Thank you again for your concern both for the lives of the unborn and for your friends. It may be that in their grief and disappointment they will derive some comfort from understanding the actual nature of what is commonly called a molar pregnancy.

Elizabeth Mitchell, MD

Addendum

Since initially posting this article, we have received some great feedback from multiple readers. Thank you all for letting us know that this information has been encouraging and helpful, and thank you also for your follow-up questions. Especially for those who have experienced this sort of loss, I know that nothing takes away that pain, but sometimes a clearer understanding helps. Thanks for letting me know it has.
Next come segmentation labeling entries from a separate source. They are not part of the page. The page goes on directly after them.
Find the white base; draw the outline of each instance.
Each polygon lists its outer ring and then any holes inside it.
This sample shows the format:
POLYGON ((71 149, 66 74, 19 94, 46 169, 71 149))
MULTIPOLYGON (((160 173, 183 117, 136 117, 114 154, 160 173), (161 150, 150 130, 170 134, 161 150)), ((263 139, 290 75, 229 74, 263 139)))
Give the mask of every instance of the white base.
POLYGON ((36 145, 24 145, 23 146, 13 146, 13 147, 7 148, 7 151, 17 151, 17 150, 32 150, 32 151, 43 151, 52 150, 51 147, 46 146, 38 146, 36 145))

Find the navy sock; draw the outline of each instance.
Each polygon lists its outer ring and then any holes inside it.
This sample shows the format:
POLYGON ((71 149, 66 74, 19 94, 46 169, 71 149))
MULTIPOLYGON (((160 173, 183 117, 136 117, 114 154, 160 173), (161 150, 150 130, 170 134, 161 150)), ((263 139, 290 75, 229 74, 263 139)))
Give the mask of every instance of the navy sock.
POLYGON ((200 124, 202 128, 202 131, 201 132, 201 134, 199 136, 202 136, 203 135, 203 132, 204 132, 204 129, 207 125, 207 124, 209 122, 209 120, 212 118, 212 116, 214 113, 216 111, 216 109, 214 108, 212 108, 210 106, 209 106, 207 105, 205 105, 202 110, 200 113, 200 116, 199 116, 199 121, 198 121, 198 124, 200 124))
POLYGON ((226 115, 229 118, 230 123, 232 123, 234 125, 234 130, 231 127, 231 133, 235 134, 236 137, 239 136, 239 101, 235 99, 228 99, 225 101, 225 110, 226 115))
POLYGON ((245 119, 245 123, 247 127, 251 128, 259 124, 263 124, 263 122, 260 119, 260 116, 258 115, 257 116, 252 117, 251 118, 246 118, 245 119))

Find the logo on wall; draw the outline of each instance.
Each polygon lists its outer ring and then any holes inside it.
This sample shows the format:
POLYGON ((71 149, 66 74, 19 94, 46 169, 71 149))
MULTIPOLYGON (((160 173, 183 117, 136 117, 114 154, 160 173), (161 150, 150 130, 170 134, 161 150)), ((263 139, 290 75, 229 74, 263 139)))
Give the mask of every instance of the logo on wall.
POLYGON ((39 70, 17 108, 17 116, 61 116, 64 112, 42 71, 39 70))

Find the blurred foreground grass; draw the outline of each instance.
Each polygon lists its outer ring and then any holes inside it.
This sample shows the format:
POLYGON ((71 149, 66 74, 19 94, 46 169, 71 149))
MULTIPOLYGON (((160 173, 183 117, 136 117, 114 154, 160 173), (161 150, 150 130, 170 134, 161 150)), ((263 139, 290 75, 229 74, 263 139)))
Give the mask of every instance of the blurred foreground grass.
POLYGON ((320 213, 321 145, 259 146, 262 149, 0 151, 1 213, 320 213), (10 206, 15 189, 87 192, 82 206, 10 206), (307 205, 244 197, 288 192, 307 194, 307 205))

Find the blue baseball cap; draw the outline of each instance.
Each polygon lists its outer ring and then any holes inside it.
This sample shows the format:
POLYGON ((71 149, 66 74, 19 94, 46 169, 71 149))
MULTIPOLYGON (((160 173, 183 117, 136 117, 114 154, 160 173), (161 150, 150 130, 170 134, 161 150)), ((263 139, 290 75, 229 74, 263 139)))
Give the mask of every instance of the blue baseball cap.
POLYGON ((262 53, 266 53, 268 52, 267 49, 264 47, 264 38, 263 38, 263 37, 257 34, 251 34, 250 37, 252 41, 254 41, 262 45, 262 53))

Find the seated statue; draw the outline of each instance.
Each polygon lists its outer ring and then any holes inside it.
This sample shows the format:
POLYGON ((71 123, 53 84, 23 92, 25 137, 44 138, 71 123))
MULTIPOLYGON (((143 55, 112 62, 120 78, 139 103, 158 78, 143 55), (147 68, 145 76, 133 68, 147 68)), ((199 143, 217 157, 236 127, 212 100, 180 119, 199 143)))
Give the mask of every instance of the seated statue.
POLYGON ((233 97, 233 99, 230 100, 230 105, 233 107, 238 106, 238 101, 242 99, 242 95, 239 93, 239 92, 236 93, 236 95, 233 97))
  1. The “17 weeks” date is simply the calendar date for the pregnancy (in other words, about 17 weeks since the last menstrual period). This is a very common time to discover a molar pregnancy since it can masquerade as normal pregnancy for a while. Often, a routine exam at this time, failing to find a heartbeat, will prompt an ultrasound that gives the diagnosis. On ultrasound, a molar pregnancy consists primarily of abnormal placental tissue shaped like clusters of grapes, and the diagnosis is then clear.
  2. In ordinary pregnancies, gender is often known from ultrasound. Women who have genetic amniocentesis also know the gender from the karyotype (DNA analysis) of the baby. However, in the case of a molar pregnancy, reference to gender is almost meaningless. (Some caregivers feel reference to “the baby’s gender” is more comforting to grieving parents who, regardless of the status of the pregnancy, are generally devastated at this news.) When the DNA analysis of the molar pregnancy is 46XX, the pregnancy is called a “complete mole” and no embryo forms at all. In fact, there is generally no maternal DNA present. These are thought to result from fertilization of an “empty egg” with duplications producing the 46XX karyotype that we normally associate with “a girl.”
  3. The situation with an ectopic pregnancy is also obviously distressing. In most cases, the ectopic implantation has already resulted in embryonic death by the time diagnosis is made and removal done. Yet even in those instances in which the diagnosis is made before that time, an ectopic pregnancy—particularly in the fallopian tube—is unquestionably a life-threatening situation, and it must be dealt with to protect the mother. Tubal pregnancies generally rupture and hemorrhage if not removed, and of course the tiny baby cannot achieve the sort of implantation required. As a physician who has had to remove a living well-formed embryo from a fallopian tube, I can report that nurses and doctors alike are saddened but recognize the necessity of saving the mother’s life and the impossibility of saving the baby’s. (Patients occasionally ask if the pregnancy can be implanted correctly and live, but the answer is “no.” Implantation must happen in the uterus while the pregnancy is at the correct stage, as demonstrated by the precise timing followed in IVF clinics for embryo transfer.) You are absolutely correct in pointing out that the parents grieve at this loss, regardless of the timing of things. I used to give my patients grieving over the loss of any sort of pregnancy a little book called I’ll Hold You In Heaven and recall that our Lord Jesus, referring to little ones, did say in Matthew 18:10, “I say to you that in heaven their angels always see the face of My Father who is in heaven.

Hope this helps.
Elizabeth Mitchell, MD


This information is intended for general education purposes only and is not intended as professional medical advice. The information should not be relied upon as a substitute for medical advice from your doctor or other healthcare professional. If you have specific questions about any medical condition, diagnosis, or treatment, you should consult your doctor or other healthcare provider.